To develop a truly seamless passenger journey to, through and from the airport will require the development and implementation of an integrated and distributed data architecture across a system of systems. Such a system will demand transformational changes across a range of operations, including changes to legislation governing data privacy, willingness to collaborate and share data with multiple stakeholders, upgrades to infrastructure and cybersecurity to support and promote data sharing, and standardizing data management.

The optimum time to make this happen is when an airport is initiating a major capital redevelopment or renovation.

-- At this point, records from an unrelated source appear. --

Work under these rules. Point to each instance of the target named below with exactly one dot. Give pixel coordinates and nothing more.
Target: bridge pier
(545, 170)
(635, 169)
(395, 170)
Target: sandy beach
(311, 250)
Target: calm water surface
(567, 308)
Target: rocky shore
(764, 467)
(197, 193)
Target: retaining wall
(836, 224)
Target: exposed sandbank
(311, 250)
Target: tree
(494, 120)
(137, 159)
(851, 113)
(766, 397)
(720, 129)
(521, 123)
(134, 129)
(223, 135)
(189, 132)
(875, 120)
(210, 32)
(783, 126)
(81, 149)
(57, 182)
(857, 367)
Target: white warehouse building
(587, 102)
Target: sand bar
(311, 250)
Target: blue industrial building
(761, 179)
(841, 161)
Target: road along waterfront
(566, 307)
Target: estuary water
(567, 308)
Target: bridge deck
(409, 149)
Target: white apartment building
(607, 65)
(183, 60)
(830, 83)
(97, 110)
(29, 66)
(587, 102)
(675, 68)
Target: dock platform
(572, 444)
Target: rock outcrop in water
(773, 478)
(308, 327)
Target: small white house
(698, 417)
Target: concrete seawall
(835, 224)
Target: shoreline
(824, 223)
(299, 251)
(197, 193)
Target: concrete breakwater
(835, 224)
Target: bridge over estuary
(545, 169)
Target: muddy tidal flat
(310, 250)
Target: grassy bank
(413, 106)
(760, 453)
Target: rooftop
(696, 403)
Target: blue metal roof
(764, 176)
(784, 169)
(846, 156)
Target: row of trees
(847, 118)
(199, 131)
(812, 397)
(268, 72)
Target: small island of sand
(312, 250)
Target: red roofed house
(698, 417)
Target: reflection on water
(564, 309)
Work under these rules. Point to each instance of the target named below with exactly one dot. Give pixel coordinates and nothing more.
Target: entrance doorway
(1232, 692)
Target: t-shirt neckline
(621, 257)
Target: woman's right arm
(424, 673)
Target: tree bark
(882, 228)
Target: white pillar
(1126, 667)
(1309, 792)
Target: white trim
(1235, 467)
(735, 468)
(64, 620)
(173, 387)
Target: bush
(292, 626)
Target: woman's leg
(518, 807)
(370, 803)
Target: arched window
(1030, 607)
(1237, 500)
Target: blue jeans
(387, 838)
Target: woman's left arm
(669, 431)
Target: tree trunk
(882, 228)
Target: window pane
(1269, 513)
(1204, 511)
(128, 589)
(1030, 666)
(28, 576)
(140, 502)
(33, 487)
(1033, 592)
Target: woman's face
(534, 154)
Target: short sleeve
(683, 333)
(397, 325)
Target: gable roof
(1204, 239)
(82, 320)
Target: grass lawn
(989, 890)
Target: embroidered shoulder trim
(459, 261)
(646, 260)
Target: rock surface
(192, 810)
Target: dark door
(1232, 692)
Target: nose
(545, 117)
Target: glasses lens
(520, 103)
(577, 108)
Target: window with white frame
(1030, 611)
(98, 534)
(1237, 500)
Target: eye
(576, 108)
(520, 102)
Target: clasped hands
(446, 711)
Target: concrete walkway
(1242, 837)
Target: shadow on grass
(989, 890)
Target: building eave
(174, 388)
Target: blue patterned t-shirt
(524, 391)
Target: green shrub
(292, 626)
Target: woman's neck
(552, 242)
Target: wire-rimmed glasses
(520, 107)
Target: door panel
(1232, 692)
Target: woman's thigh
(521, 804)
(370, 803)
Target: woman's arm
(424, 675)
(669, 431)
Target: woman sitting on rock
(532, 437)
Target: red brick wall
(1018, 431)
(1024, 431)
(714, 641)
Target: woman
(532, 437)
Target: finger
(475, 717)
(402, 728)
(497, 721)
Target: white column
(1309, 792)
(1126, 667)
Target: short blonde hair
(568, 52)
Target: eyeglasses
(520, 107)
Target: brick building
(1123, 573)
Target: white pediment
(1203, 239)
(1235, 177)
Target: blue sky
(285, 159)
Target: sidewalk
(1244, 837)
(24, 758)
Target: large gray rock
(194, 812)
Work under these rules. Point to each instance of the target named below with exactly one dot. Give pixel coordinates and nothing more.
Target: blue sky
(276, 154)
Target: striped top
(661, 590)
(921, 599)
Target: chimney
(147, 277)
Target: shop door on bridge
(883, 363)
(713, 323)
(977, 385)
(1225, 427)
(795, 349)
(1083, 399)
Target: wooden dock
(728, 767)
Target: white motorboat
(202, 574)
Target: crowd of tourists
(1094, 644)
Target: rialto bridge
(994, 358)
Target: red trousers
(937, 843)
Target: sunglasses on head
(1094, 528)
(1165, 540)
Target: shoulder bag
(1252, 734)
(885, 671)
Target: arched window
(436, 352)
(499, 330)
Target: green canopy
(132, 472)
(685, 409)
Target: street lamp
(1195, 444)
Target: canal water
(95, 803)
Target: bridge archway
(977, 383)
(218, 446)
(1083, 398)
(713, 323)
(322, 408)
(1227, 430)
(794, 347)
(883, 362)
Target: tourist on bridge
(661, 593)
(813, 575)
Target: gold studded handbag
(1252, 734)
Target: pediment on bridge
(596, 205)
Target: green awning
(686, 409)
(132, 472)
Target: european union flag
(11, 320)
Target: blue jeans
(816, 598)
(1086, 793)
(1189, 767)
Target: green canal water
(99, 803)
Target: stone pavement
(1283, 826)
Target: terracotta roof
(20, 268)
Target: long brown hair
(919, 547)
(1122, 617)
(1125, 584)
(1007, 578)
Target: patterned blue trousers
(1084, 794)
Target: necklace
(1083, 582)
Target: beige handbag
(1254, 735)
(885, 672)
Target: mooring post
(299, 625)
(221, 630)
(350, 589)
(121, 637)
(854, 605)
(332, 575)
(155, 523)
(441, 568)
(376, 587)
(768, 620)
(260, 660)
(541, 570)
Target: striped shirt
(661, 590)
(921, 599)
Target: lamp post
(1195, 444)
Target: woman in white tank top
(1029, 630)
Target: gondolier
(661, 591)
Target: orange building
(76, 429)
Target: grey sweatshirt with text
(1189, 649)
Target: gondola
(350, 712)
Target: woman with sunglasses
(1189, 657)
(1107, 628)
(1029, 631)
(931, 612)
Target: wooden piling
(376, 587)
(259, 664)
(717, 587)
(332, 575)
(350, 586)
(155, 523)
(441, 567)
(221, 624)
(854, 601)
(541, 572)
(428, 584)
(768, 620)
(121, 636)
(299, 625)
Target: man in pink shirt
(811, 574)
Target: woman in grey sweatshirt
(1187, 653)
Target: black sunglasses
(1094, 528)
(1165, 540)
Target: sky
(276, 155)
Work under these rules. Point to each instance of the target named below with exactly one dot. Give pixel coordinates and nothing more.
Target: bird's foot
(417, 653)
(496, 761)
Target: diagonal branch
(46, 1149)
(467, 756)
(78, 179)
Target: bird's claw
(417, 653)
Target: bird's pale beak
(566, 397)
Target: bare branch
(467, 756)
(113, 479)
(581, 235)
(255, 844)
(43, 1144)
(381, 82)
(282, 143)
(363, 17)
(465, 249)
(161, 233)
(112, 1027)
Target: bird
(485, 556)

With its involvement in major airport terminal and concession redevelopment projects at a number of U.S. airports, including LaGuardia’s Terminal B, Chicago’s Midway International and JetBlue’s planned international terminal at

John F. Kennedy International, Vantage Airport Group, alongside its aviation partners like JetBlue Technology Ventures, is uniquely positioned to help implement such a holistic system.

Ultimately, a truly seamless journey for the passenger – our shared customer – will demand participation from and collaboration amongst every entity that touches that journey. Airlines, airport authorities and operators, law enforcement, federal government entities like the TSA and Customs and Border Protection, ground transportation providers and transit operators, hospitality and concessions managers – will all have to work together to develop and implement an integrated and distributed architecture across the system of systems that will securely move needed digital data to include a passengers’ secure mobile identity.

Essential to the aviation community’s success in this effort will be a mutual understanding of several key principles: the passenger owns their data and identity and can say what is shared and with whom; the integrated system must offer passengers opt-in and opt-out abilities; and cybersecurity and privacy protection requirements must be set at the most rigorous and restrictive levels to ensure passenger safety.

Given all of these factors, the question is whether the aviation community, composed of both private and public entities, can work across parochial boundaries to develop this capability. Only time will tell.